L’adresse en main je me fourvoie dans une rue noire. Olofso confiante marche à mes côtés. A deux pas le boulevard est illuminé, puis il disparaît et la rumeur du trafic s’estompe. Je ne veux pas demander mon chemin, nous allons aboutir. Mais voilà que la rue plonge dans le passé, se remplit d’étranges bâtiments, ne semble plus de Paris. Une famille discute au carrefour. Elle s’interrompt à notre passage. Longtemps que nous devrions avoir trouver l’immeuble où vit l’écrivain O.T. remarque Olofso. Au téléphone, ce matin, O.T.s’est plaint du bruit qui monte de la rue jusqu’à sa chambre de bonne, or dans cette rue le silence règne. Olofso veut rebrousser chemin, je ne réponds pas. Quelque chose au fond de la rue m’hypnotise et je marche. Parce que je lis assidument Calaferte à cette époque, je crois reconnaître le quartier de Paris qu’il décrit dans les Cahiers, mais j’ignore s’il a jamais décrit Paris et je sais qu’il ne donne jamais de noms de rues.
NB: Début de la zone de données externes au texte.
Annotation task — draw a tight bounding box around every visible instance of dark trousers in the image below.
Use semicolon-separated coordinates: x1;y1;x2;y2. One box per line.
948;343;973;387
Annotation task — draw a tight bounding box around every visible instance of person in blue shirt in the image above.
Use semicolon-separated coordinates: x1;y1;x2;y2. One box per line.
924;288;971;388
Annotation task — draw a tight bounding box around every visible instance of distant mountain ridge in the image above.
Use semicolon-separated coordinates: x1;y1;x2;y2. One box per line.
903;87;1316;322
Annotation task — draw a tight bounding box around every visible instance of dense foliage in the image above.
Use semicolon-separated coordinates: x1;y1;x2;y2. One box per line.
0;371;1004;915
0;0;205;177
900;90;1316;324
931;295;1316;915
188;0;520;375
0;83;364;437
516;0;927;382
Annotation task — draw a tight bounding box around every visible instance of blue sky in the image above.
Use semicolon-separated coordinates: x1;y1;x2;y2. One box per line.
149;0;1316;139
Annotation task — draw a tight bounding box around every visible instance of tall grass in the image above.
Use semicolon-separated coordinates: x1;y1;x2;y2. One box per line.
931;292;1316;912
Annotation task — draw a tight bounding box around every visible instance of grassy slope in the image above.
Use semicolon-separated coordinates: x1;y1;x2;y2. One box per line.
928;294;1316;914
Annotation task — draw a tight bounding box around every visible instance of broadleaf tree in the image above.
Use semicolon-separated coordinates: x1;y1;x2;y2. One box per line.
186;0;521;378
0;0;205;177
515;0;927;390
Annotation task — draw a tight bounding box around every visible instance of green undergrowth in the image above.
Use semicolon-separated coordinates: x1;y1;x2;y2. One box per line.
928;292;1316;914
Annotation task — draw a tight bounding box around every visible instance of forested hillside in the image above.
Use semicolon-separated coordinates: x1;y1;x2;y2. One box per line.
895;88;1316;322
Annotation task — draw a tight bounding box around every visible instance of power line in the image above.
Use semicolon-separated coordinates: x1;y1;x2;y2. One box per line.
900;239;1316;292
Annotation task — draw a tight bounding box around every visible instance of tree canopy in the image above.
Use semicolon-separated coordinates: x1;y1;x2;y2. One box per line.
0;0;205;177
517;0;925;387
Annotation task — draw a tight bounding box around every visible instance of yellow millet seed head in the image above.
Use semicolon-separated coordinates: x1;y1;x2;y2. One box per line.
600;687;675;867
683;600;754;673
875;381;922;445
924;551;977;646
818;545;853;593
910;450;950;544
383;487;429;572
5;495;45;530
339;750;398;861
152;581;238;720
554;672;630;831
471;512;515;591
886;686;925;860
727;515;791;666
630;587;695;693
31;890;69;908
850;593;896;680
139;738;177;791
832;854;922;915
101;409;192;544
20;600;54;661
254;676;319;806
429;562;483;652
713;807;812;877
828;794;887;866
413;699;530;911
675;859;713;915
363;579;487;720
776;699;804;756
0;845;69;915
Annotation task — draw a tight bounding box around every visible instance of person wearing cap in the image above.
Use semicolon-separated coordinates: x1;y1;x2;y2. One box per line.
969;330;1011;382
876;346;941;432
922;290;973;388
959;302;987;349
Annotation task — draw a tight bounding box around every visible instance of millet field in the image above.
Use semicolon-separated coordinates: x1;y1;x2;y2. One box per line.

Vingt minutes plus tard, nous atteignons une épicerie arabe. Les victuailles sont figées, le propriétaire regarde devant lui. Nous l’interrogeons. Il ne sait pas. Il conseille de revenir sur le Boulevard. Quand nous retrouvons la lumière un passant nous oriente. Il recommande de prendre le métro alors qu’une demi-heure auparavant nous descendions à la station que l’écrivain O.T. nous avait indiquée, en précisant: c’est à deux minutes. Aujourd’hui je pense que cette rue n’existait pas. Nous arpentions un lieu parallèle, un lieu dont les habitants ont perdu tout contact avec Paris et le présent, un lieu où la vie est arrêtée.
Quand nous sonnons chez O.T. il ne demande pas les raisons de notre retard. Sa femme se tient au milieu de la pièce. Elle respire fort. Le plafond est en mansarde et je vois que se tenir debout, là, au milieu de la pièce, est la seule possibilité si on ne veut pas s’allonger sur le lit, or le lit est occupé par l’écrivain O.T. La femme éteint la lumière et nous sortons. L et moi buvons abondamment. Après le restaurant, O.T. nous emmène dans des bars. En fin de tournée une équipe de serveurs éméchés verse du cognac sur le comptoir de zinc et lui met le feu. Nous resterions toute la nuit mais O.T. est fatigué. Effrayé aussi, et las: l’excès qu’il invoque par le discours le trouve en fuite dès qu’il prend forme réelle. Il n’aime pas les flammes sur le comptoir ni les cris.
Un jour, bien avant Paris en cette année 1991, nous volons une voiture avec le projet de gagner l’Inde. Nous voici à la sortie de l’autoroute, nous voici dans la nuit et je n’ai plus qu’un but: l’Inde. J’en parle, je m’enthousiasme, je conduis. O.T. se tasse dans son siège. Il bougonne. Je lui demande ce qu’il a, il se tait. Peu après, livide, il fait arrêter la voiture, sans un mot descend, repart à pied en direction de Genève.